Even being a target, however, hasn’t kept MO stock down. Since 1994, when the anti-smoking ball really got rolling, MO stock has advanced 745%, hitting new all-time highs near the end of last year.
Oh, and for what it’s worth, don’t worry about the statistics that suggest smoking is on the decline. The percentage of the world’s populous that smokes has fallen since 1980, but population growth has more than offset the dip in the total number of smokers. That’s how Altria has managed to continue growing revenue, albeit slowly, in the face of health concerns.
Last but not least, for the folks who have ever needed to contact customer service agents at Time Warner Cable (TWC), they’ll know it’s almost always a miserable experience.
Even those Time Warner Cable customers who haven’t been forced to contact the company for repairs or questions, however, have likely been on the wrong end of the company’s lack of effort to provide a good product at a reasonable price. And make no mistake — the company really does consistently rank at or near the bottom of cable-television service surveys.
But could the impending union with Comcast (CMCSA) improve the Time Warner Cable customer service and perception issues? Doubtful. Comcast also consistently ranks well below average when it comes to cable television service satisfaction.

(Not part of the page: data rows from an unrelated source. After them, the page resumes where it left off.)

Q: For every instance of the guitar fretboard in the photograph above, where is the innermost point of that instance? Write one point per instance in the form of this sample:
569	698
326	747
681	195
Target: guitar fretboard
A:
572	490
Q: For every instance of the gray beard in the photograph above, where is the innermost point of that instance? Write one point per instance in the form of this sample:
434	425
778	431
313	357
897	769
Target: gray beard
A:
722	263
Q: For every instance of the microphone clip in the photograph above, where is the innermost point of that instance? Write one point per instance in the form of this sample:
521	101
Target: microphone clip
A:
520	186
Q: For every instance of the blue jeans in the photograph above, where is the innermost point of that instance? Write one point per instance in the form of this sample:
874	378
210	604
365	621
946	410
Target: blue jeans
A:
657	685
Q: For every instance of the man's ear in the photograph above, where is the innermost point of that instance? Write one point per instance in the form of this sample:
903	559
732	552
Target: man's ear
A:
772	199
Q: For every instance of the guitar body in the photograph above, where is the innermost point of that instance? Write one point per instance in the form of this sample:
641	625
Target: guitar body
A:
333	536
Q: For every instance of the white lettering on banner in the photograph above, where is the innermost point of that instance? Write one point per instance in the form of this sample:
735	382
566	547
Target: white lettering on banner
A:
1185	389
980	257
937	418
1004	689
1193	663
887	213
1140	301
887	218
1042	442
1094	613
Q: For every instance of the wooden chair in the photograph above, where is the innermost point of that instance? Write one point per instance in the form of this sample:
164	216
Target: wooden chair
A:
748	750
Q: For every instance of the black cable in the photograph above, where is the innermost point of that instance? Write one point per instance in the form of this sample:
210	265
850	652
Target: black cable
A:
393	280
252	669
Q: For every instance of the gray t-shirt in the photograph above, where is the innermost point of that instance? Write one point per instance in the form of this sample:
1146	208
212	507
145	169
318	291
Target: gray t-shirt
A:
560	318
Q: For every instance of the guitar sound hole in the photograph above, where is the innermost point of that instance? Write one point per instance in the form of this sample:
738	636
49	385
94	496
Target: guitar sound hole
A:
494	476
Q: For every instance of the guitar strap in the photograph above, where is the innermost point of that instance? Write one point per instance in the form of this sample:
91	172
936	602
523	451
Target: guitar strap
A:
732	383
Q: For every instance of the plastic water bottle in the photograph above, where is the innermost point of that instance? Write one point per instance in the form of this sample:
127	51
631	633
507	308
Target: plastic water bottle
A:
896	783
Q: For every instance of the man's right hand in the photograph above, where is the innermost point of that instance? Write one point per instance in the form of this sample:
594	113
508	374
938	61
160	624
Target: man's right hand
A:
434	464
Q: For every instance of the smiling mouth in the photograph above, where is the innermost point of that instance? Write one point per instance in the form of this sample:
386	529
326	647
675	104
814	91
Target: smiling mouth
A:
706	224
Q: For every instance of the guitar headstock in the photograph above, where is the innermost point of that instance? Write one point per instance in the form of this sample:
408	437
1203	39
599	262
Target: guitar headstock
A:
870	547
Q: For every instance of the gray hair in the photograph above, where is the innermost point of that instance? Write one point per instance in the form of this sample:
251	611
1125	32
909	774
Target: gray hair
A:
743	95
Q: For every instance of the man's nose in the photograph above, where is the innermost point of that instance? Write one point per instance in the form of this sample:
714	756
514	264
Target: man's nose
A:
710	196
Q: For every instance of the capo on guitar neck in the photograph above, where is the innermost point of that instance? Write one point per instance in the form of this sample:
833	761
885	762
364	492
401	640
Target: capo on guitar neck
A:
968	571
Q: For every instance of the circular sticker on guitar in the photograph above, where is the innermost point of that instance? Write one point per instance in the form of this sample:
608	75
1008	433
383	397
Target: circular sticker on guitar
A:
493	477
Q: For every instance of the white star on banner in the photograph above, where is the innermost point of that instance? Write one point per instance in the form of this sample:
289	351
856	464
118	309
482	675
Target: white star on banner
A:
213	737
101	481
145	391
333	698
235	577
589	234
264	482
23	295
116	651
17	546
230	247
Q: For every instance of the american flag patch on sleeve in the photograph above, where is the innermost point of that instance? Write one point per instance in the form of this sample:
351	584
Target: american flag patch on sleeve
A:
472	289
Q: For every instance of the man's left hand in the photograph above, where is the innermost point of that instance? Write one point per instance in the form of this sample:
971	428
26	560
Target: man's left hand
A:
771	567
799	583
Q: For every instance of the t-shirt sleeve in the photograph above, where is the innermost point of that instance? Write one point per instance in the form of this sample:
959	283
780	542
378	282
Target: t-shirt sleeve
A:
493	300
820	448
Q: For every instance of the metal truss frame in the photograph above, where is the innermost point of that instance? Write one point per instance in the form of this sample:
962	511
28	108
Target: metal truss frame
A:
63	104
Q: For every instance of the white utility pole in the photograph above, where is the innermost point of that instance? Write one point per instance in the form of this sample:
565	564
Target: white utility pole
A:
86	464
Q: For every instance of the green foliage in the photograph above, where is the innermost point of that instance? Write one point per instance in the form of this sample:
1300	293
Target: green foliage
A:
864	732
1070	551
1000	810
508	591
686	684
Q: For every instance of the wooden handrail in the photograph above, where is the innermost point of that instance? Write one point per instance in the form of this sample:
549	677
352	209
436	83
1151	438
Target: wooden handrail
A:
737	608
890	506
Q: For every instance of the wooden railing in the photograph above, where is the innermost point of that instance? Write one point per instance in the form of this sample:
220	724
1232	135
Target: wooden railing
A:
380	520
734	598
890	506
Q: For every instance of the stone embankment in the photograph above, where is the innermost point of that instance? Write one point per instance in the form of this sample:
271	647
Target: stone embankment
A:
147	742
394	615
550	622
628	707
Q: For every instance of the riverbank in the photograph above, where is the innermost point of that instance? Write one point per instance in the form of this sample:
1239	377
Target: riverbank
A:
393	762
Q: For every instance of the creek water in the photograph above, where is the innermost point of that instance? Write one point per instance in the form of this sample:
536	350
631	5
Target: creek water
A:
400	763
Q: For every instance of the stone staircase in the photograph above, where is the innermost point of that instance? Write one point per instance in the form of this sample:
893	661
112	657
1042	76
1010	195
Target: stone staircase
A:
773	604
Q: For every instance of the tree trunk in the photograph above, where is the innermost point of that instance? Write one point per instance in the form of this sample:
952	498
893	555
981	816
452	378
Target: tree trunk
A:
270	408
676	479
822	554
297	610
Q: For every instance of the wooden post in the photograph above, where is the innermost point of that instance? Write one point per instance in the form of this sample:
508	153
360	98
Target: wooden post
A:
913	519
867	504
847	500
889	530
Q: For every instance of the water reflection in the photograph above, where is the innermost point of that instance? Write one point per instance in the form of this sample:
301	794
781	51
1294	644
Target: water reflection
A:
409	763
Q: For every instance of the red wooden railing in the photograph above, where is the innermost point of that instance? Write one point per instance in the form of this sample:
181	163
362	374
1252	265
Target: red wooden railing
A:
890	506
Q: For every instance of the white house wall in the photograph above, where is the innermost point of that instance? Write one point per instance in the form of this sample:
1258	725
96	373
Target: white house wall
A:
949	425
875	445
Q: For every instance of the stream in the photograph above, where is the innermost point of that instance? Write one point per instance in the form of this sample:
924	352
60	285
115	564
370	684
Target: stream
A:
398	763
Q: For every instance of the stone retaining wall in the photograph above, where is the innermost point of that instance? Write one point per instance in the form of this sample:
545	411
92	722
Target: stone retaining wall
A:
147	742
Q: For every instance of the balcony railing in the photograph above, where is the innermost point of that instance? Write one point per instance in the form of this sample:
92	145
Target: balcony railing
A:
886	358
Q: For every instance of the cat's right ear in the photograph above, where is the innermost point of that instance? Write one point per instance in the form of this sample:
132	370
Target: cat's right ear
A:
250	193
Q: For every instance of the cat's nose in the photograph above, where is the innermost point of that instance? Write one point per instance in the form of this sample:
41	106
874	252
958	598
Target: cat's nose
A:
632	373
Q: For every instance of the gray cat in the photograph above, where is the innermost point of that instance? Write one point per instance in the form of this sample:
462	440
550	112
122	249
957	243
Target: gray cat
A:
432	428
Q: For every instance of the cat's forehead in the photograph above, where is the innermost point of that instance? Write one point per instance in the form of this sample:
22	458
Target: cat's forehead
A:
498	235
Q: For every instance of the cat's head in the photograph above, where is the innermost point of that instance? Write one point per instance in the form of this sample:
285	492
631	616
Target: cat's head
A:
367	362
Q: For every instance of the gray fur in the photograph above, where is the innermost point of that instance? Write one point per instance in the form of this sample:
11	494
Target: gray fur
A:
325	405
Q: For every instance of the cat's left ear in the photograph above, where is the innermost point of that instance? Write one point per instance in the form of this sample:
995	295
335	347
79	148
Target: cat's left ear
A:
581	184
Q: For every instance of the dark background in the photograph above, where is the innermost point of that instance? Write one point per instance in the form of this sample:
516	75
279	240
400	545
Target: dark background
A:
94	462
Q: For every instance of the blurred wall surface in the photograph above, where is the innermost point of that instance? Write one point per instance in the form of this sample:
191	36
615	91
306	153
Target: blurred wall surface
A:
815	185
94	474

But just look at the numbers — TWC stock is up 152% since early 2007, when the company was spun off from Time Warner (TWX). See, one of the upsides to having a legalized monopoly is that even though your customer service stinks, subscribers still have little choice but to fork over their money and buy your product. And from investors’ perspective, that’s a pretty good deal.
As of this writing, James Brumley did not hold a position in any of the aforementioned securities.